Strong Enough(49)
“I’m serious. Did you sleep at all?”
“No.”
“Why? Did something happen?”
He holds my eyes. He looks into them so intensely that I wonder if he’s trying to read my mind. When he finally answers, it’s not an answer at all, but merely something that gives rise to more questions.
“You. You happened.”
My mouth drops open. “Me? What did I do?”
“You dug too deep. You gave too much. Now there’s no going back, whether you want to or not. It’s too late. You’d have to leave here to escape me.”
A chill chases its way down my spine despite the balmy morning temperature. “I don’t want to escape you.”
He threads his fingers into the bound hair at my nape, working the strands free from the confines of the knot I tied them into. “Good. Because I’d find you. No one can hide from me.”
With a mixture of last night’s fierceness and this morning’s odd desperation, Jasper strips me of every piece of clothing, lays me down on the soft grass and makes love to me with the murky waters of the lake lapping just behind my head.
—
“So what’s the deal with this tattoo?” I ask Jasper as I trace each sadistic-looking thorn that makes up the tangled bramble inked across his right chest and shoulder.
“You don’t want to know,” he says in his guarded way.
“I wouldn’t have asked if I didn’t want to know,” I reply with some amount of exasperation. Trying to ferret information from him is exhausting.
“There’s a thorn for every person I’ve found, every assignment I’ve completed.”
My heart trips over itself. Maybe I thought I’d misunderstood what he was getting at last night. Maybe I just refused to believe it. Maybe it’s just easier not to. But now, here, in the bright light of day, it’s unavoidable.
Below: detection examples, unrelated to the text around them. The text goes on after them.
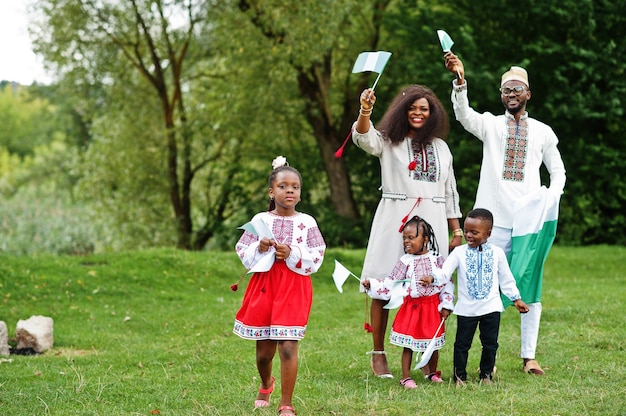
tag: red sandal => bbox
[254,376,276,409]
[278,406,296,415]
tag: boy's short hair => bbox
[467,208,493,229]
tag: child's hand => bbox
[274,243,291,260]
[513,299,529,313]
[417,276,435,286]
[359,88,376,110]
[259,237,276,253]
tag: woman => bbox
[352,85,463,378]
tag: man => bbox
[445,52,565,375]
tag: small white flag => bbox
[437,30,454,53]
[333,260,352,293]
[352,51,391,73]
[413,318,445,370]
[383,279,410,309]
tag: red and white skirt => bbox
[233,260,313,341]
[389,294,446,351]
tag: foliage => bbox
[0,246,626,415]
[0,187,97,256]
[0,0,626,254]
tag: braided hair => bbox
[402,215,439,256]
[267,156,302,211]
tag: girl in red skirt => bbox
[363,216,454,389]
[233,156,326,415]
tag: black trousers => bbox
[454,312,501,381]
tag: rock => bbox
[15,315,53,354]
[0,321,11,355]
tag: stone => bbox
[15,315,54,354]
[0,321,11,355]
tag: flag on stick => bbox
[502,186,560,306]
[333,260,361,293]
[437,30,454,53]
[383,279,411,309]
[413,318,445,370]
[352,51,391,90]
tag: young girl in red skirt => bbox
[363,216,454,389]
[233,156,326,415]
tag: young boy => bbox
[421,208,528,386]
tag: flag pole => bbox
[372,72,382,91]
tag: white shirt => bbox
[433,243,520,316]
[451,81,565,228]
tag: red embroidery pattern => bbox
[502,115,528,182]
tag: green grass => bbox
[0,246,626,416]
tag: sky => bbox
[0,0,52,85]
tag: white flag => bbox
[413,318,445,370]
[383,279,410,309]
[352,51,391,73]
[333,260,352,293]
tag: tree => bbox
[34,0,234,249]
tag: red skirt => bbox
[233,260,313,341]
[389,294,446,351]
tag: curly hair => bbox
[377,85,450,151]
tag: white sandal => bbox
[366,350,393,378]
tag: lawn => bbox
[0,246,626,416]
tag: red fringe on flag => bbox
[363,295,374,333]
[335,129,352,159]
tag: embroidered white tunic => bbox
[352,123,461,280]
[451,81,565,228]
[433,243,520,316]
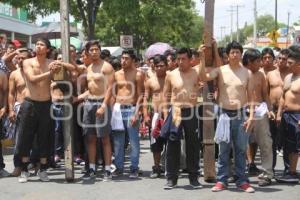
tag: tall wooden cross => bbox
[202,0,216,181]
[60,0,74,182]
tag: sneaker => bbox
[38,170,49,182]
[190,178,203,189]
[103,170,112,182]
[54,155,61,163]
[0,169,10,177]
[164,179,177,190]
[18,171,29,183]
[129,170,139,179]
[150,166,161,178]
[211,182,226,192]
[227,175,238,183]
[248,163,260,175]
[10,167,21,177]
[258,177,272,187]
[74,156,84,165]
[112,168,123,177]
[276,172,299,183]
[82,169,96,181]
[238,183,255,193]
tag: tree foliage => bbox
[220,14,286,45]
[2,0,203,49]
[96,0,203,48]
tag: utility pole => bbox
[285,11,291,48]
[253,0,257,48]
[236,5,243,42]
[227,6,235,42]
[57,0,74,182]
[202,0,216,181]
[220,26,226,41]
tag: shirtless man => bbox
[206,41,254,192]
[243,49,274,186]
[266,49,290,170]
[261,47,276,76]
[8,49,30,177]
[143,55,168,178]
[113,50,144,178]
[0,62,9,177]
[277,46,300,183]
[16,38,73,183]
[78,41,114,181]
[162,48,204,189]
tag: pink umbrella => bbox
[145,42,173,59]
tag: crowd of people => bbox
[0,32,300,193]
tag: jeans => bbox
[51,103,64,156]
[217,111,249,186]
[113,105,140,171]
[166,108,201,180]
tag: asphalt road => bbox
[0,140,300,200]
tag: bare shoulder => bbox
[102,61,114,73]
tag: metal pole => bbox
[236,5,240,42]
[60,0,74,182]
[285,12,291,48]
[253,0,257,48]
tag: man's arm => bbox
[135,71,144,117]
[96,64,115,116]
[23,60,52,83]
[244,72,255,133]
[162,73,172,119]
[0,72,8,119]
[8,71,16,121]
[143,79,151,123]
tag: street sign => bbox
[120,35,133,48]
[267,30,280,41]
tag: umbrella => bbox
[145,42,173,59]
[50,37,82,50]
[32,22,78,41]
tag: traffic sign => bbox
[120,35,133,48]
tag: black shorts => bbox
[281,111,300,153]
[16,98,54,158]
[82,99,112,138]
[150,137,167,153]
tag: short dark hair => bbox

I gulp, but keep my voice as steady and unaffected as possible. “So these are all for people you’ve k-killed?”
Saying the word, even pushing it past my lips, is like giving birth to something I don’t want to acknowledge. I say a silent prayer that he’ll tell me I’m wrong. That he’ll tell me I misunderstood.
But he doesn’t. Because I didn’t misunderstand.
This man is a killer.
His head bounces in one short, sharp nod. “I told you.”
“You told me what?”
“I’m a monster.”
When panic threatens to pull me away from him, I reach for the things that I know about Jasper, for the things that I feel about him, and I cling to them with a desperation that’s almost dizzying.
The emotional side of me wants to run. In disappointment, in disgust. In confusion. People like this exist only in the movies. What am I to do with a real killer? How can people interact with them like they’re normal?
My breath freezes and my heart stutters as icy fingers claw and grip, pulling me deeper into fear. I shiver in response.
That’s when the rational part of me steps in, the part that comes from my father. It’s the side of me that doesn’t get much love or attention. It’s the side that thinks with a level head and straightforward thought processes, devoid of emotion and weakness. It’s this part that saves me from falling apart, that keeps me from running away. It walks me through this in even, logical steps, each one a checkmark in the column of reasonable explanations.
Jasper knows my dad. My dad is a good man.
Check.
Jasper worked with my dad in the military. Our military isn’t comprised of monsters. It’s comprised of heroes who sacrifice for the safety of others.
Check.
Jasper takes lives for the greater good, probably the lives of war criminals and terrorists. My father, although he never gave me details, has alluded to having to do some very difficult things over the years, having to make some very tough choices. This makes them good men, not bad ones.
Check.
My father trusted Jasper, not only to find him and then not kill him, but he trusted Jasper with me. And I trust my father. Ergo, I can trust Jasper. Whatever his deeds, he’s done them for the right reasons.
Check, check.
Once my mind has calmed, I reiterate my rationale aloud, almost like saying the words will cement them, make them so. Make them true.
“You worked with my father in the military. Doing what you’re called upon to do for our country is something to be proud of, not something you should be ashamed of or something you should feel the need to hide from people. You’re a national hero, Jasper.”
As I work to convince him, I’m still convincing myself, too. I become aware of the slight tremor that’s shaking every muscle in my upper body and I will myself to quiet.